「世界革新企業トップ100」で日本が示した知財力

トムソン・ロイターが保有する特許データを基に知財動向を分析し、世界の革新企業/機関トップ100を選出する『Top100 グローバル・イノベーター』の2014年が発表されました。

トムソン・ロイターが保有する特許データを基に知財動向を分析し、世界の革新企業/機関トップ100を選出する『Top100 グローバル・イノベーター』の2014年が発表されました。なんと日本の企業がランクイン数で昨年よりも11社増えて39社となり、過去3年間首位だった米国を抜き、世界最多に躍り出ています。特許出願数だけでなく、成功率としての登録数や、他の企業が引用するなどの影響の広がりなども加味した評価なので、知財力のランキングだといえるのかもしれません。

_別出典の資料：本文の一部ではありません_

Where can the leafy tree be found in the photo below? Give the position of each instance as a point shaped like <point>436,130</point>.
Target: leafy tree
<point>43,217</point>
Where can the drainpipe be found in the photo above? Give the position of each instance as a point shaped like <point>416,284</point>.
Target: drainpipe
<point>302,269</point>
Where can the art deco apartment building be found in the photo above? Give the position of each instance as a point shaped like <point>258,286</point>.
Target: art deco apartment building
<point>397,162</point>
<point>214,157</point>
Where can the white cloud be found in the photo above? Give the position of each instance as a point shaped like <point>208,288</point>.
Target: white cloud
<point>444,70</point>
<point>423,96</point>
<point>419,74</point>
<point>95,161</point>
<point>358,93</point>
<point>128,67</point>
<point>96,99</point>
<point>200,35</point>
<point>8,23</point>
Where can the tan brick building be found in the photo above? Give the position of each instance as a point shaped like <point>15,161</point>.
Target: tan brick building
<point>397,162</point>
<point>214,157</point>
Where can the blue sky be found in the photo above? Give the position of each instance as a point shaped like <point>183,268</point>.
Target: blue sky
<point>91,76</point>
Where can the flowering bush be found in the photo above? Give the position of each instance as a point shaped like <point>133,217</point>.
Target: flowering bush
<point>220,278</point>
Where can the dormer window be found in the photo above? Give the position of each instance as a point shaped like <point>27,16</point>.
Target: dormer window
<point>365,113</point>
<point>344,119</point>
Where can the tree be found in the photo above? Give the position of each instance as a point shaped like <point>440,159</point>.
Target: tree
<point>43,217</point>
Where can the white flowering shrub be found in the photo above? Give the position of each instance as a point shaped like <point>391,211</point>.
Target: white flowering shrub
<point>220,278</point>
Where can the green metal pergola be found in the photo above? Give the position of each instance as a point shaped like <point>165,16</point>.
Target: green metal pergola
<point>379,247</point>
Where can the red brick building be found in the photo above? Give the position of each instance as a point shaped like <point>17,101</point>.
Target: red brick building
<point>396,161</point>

もちろん、イノベーションは技術だけで起こってくるのでなく、ビジネスの仕組みの革新によるところも大きいとしても、研究開発の成果が競争力や成長力、また収益力の基礎として効いてきます。

ロイターによれば、Top100の選出された企業や機関は、研究開発への投資に積極的で、他の上場企業よりも伸びが大きく、また売上高の伸びも上回っており、経済成長を牽引しているとしています。

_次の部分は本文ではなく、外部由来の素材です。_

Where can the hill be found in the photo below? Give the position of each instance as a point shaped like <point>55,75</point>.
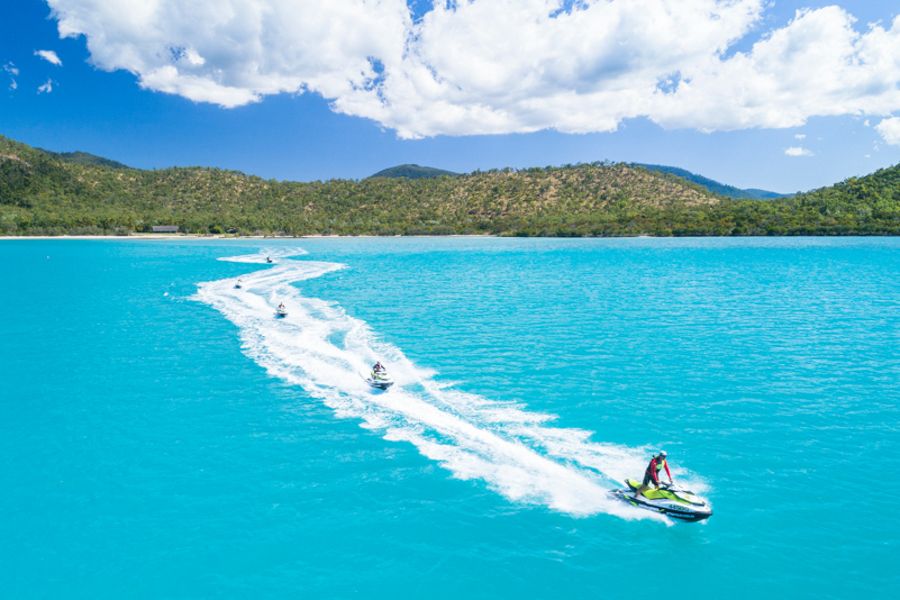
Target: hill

しかし、現実は、日本はメーカーの研究開発力、知財力では秀でていても、長年、今ひとつ芳しくない経済状態がつづいています。

研究開発以外のイノベーション力や新しいコンセプト、また新しい市場の創造力が問われているのでしょう。特にサービス業でのイノベーション力が求められているのだと思います。

ただ今回受賞した企業の多くは、経営も積極性を感じ、グローバル市場でのマーケティングでも成功している企業がほとんどです。

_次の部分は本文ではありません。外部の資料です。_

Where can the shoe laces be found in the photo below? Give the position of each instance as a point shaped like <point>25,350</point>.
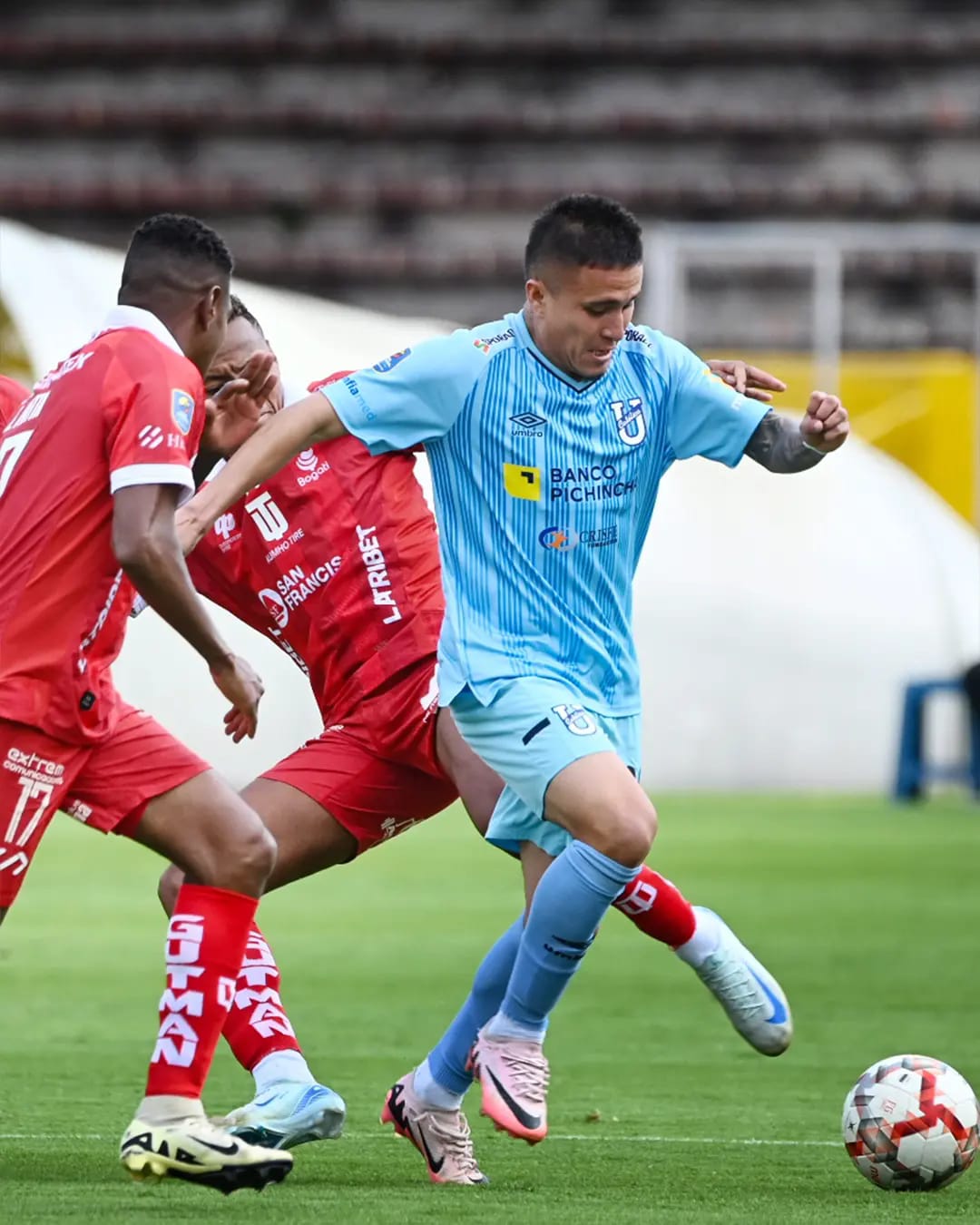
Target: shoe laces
<point>527,1071</point>
<point>451,1129</point>
<point>730,980</point>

ソニーが受賞していることは意外ですが、最終製品ではもはや独創的な商品、新しいコンセプトを生み出す能力がなくなっても、画像センサーなどの分野ではいまなお高い技術力を維持しているということでしょう。あとは経営力次第ということでしょう。

Top100国別分布

中国からも初めて「華為(ファーウェイ)」が入り、韓国4社、台湾2社を合わせると、アジア企業が46社となり、アジア企業の躍進もうかがえます。